Australia’s states and territories were ranked in a new report according to eight economic indicators, including population growth, home finance lending, construction work and retail spending. The CommSec’s quarterly State of the States report sees NSW still on top.

The recent report shows that the country’s domestic economies are in good shape, but there are some differences in relative performance. CommSec Chief Economist Craig James said those economies that benefit from favourable population growth are performing best, which could be seen in retail activity and stronger home building.

Thanks to low unemployment and new home construction, NSW has kept its spot as the number one performing state in Australia. The state’s economic growth is also fuelled by retail spending, with New South Welshmen spending 16.9 percent above decade average levels.

“NSW remains on top of the economic performance rankings but Victoria has narrowed the gap. Both states have relatively high population growth, underpinning home building and retail spending,” James said, according to news.com.au. Victoria’s economy is doing great too, securing the second position on housing finance.

CommSec found that Victoria outperforms the national average on eight indicators.
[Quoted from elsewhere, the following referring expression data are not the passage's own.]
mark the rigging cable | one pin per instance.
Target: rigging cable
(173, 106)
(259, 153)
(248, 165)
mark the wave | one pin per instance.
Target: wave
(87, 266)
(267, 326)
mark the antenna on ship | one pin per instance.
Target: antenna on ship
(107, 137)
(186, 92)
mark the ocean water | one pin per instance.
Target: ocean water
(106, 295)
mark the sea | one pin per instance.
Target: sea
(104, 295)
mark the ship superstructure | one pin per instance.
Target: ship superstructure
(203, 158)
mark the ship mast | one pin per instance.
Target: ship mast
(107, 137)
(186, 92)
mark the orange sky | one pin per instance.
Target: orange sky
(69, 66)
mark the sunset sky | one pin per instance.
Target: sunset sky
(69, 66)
The ACT came in at third, according to its report. However, its jobs market softened.

As for South Australia, it has gone from sixth to fourth in the rankings. The state’s lift in rankings is due to improvement in the job market. Furthermore, the report found little to separate economic growth in the Northern Territory, Tasmania and Queensland. WA remains at the bottom, reflecting the end of the mining construction boom.

Gig economy

Meanwhile, the gig economy, characterised by temporary jobs and part-time contracts, has taken hold here. Based on an analysis of the latest release of data from the 2016 census, gig economy is rising.

The number of Aussies who have part-time work has risen by 14 percent since 2011 and the number of full-time workers has only gained 4 percent. Today, one in three working Aussies are employed part-time, which can be compared to 3 percent since 2011.

The nation ranks behind the Netherlands and Switzerland as having the highest proportion of workers employed part-time. Demographers McCrindle say the data shows a “fascinating snapshot” of how Australians work and are educated, Business Insider Australia reports.